What are deletion vectors?

Deletion vectors are a storage optimization feature that can be enabled on Delta Lake tables. By default, when a single row in a data file is deleted, the entire Parquet file containing the record must be rewritten. With deletion vectors enabled for the table, DELETE, UPDATE, and MERGE operations use deletion vectors to mark existing rows as removed or changed without rewriting the Parquet file. Subsequent reads on the table resolve current table state by applying the deletions noted by deletion vectors to the most recent table version.

Databricks recommends using Databricks Runtime 14.3 LTS and above to write tables with deletion vectors to leverage all optimizations. You can read tables with deletion vectors enabled in Databricks Runtime 12.2 LTS and above.

In Databricks Runtime 14.2 and above, tables with deletion vectors support row-level concurrency. See Write conflicts with row-level concurrency.

Note

Photon leverages deletion vectors for predictive I/O updates, accelerating DELETE, MERGE, and UPDATE operations. All clients that support reading deletion vectors can read updates that produced deletion vectors, regardless of whether these updates were produced by predictive I/O. See Use predictive I/O to accelerate updates.

Enable deletion vectors

Important

A workspace admin setting controls whether deletion vectors are auto-enabled for new Delta tables. See Auto-enable deletion vectors.

You enable support for deletion vectors on a Delta Lake table by setting a Delta Lake table property. You enable deletion vectors during table creation or alter an existing table, as in the following examples:

CREATE TABLE <table-name> [options] TBLPROPERTIES ('delta.enableDeletionVectors' = true);

ALTER TABLE <table-name> SET TBLPROPERTIES ('delta.enableDeletionVectors' = true);

Warning

When you enable deletion vectors, the table protocol is upgraded. After upgrading, the table will not be readable by Delta Lake clients that do not support deletion vectors. See How does Databricks manage Delta Lake feature compatibility?.

In Databricks Runtime 14.1 and above, you can drop the deletion vectors table feature to enable compatibility with other Delta clients. See Drop Delta table features.

Apply changes to Parquet data files

Deletion vectors indicate changes to rows as soft-deletes that logically modify existing Parquet data files in the Delta Lake table. These changes are applied physically when data files are rewritten, as triggered by one of the following events:

  • An OPTIMIZE command is run on the table.

  • Auto-compaction triggers a rewrite of a data file with a deletion vector.

  • REORG TABLE ... APPLY (PURGE) is run against the table.

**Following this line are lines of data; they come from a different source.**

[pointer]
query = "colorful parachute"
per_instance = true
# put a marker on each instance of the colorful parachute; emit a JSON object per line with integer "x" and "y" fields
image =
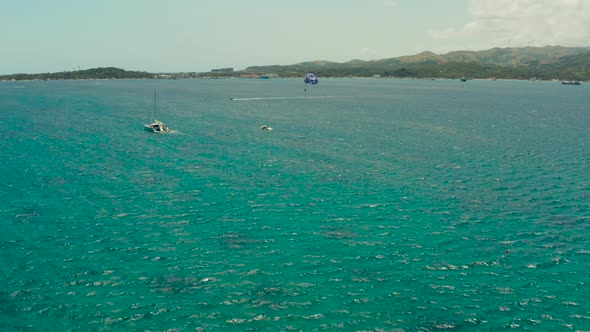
{"x": 311, "y": 79}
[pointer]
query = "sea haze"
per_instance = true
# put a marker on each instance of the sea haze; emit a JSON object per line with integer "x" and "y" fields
{"x": 374, "y": 204}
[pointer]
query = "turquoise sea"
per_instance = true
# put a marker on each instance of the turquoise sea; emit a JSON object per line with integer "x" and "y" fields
{"x": 373, "y": 205}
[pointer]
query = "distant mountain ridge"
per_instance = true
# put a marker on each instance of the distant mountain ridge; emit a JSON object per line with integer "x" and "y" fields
{"x": 544, "y": 63}
{"x": 548, "y": 62}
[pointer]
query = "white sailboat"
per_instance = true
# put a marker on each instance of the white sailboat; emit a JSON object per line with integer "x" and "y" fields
{"x": 156, "y": 126}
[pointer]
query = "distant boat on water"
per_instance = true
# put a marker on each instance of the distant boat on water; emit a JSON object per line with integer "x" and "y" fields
{"x": 156, "y": 126}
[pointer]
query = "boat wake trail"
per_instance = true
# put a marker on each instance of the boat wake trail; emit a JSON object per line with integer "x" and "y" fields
{"x": 279, "y": 98}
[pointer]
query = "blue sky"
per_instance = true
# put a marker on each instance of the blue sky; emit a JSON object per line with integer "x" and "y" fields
{"x": 198, "y": 35}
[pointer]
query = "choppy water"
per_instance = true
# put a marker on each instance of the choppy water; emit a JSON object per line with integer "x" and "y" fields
{"x": 372, "y": 205}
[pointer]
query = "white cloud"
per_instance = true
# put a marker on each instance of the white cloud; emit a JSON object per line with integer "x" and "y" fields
{"x": 521, "y": 23}
{"x": 368, "y": 53}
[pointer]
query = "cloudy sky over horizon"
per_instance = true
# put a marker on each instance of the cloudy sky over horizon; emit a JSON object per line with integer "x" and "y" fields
{"x": 185, "y": 35}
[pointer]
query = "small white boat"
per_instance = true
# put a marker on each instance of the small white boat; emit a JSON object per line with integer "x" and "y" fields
{"x": 156, "y": 126}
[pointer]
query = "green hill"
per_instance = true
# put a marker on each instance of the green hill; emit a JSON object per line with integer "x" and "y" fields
{"x": 549, "y": 62}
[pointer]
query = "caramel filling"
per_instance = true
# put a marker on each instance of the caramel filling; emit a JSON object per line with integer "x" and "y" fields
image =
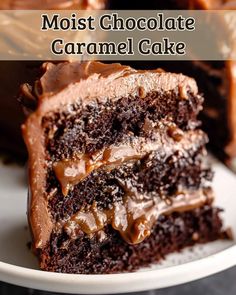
{"x": 70, "y": 172}
{"x": 135, "y": 216}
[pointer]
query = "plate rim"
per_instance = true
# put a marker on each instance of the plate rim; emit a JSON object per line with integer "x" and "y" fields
{"x": 119, "y": 283}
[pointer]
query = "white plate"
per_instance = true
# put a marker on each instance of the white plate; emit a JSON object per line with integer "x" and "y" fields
{"x": 19, "y": 266}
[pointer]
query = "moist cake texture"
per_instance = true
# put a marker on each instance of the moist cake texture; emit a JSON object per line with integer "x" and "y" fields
{"x": 118, "y": 170}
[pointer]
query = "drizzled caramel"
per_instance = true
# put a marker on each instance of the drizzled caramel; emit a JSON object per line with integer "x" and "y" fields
{"x": 70, "y": 172}
{"x": 136, "y": 215}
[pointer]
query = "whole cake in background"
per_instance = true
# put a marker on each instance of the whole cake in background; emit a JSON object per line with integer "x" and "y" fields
{"x": 118, "y": 171}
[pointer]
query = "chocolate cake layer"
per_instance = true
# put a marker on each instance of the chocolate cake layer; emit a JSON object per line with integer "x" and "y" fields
{"x": 108, "y": 253}
{"x": 111, "y": 149}
{"x": 216, "y": 80}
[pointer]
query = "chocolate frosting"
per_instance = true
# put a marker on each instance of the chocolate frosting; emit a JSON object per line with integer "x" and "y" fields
{"x": 67, "y": 83}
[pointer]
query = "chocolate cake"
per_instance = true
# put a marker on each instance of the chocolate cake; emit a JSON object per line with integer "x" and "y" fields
{"x": 118, "y": 172}
{"x": 14, "y": 73}
{"x": 217, "y": 80}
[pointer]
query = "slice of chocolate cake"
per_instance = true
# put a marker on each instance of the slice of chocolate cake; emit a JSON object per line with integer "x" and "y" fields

Events related to file compaction do not have strict guarantees for resolving changes recorded in deletion vectors, and some changes recorded in deletion vectors might not be applied if target data files would not otherwise be candidates for file compaction. REORG TABLE ... APPLY (PURGE) rewrites all data files containing records with modifications recorded using deletion vectors. See REORG TABLE.

Note

Modified data might still exist in the old files. You can run VACUUM to physically delete the old files. REORG TABLE ... APPLY (PURGE) creates a new version of the table at the time it completes, which is the timestamp you must consider for the retention threshold for your VACUUM operation to fully remove deleted files. See Remove unused data files with vacuum.

Compatibility with Delta clients

Databricks leverages deletion vectors to power predictive I/O for updates on Photon-enabled compute. See Use predictive I/O to accelerate updates.

Support for leveraging deletion vectors for reads and writes varies by client.

The following table denotes required client versions for reading and writing Delta tables with deletion vectors enabled and specifies which write operations leverage deletion vectors:

Client

Write deletion vectors

Read deletion vectors

Databricks Runtime with Photon

Supports MERGE, UPDATE, and DELETE using Databricks Runtime 12.2 LTS and above.

Requires Databricks Runtime 12.2 LTS or above.

Databricks Runtime without Photon

Supports DELETE using Databricks Runtime 12.2 LTS and above. Supports UPDATE using Databricks Runtime 14.1 and above. Supports MERGE using Databricks Runtime 14.3 LTS and above.

Requires Databricks Runtime 12.2 LTS or above.

OSS Apache Spark with OSS Delta Lake

Supports DELETE using OSS Delta 2.4.0 and above. Supports UPDATE using OSS Delta 3.0.0 and above.

Requires OSS Delta 2.3.0 or above.

Delta Sharing recipients

Writes are not supported on Delta Sharing tables

Databricks: Requires DBR 14.1 or above. Open-source Apache Spark: Requires delta-sharing-spark 3.1 or above.

Note

For support in other Delta clients, see the OSS Delta Lake integrations documentation.

Limitations

  • UniForm does not support deletion vectors.

  • You can enable deletion vectors for Materialized views, but to disable deletion vectors for a Materialized view, you must drop the Materialized view and recreate it.

  • You cannot generate a manifest file for a table with deletion vectors present. To generate a manifest, run REORG TABLE ... APPLY (PURGE) and ensure that no concurrent write operations are running.

  • You cannot incrementally generate manifest files for a table with deletion vectors enabled.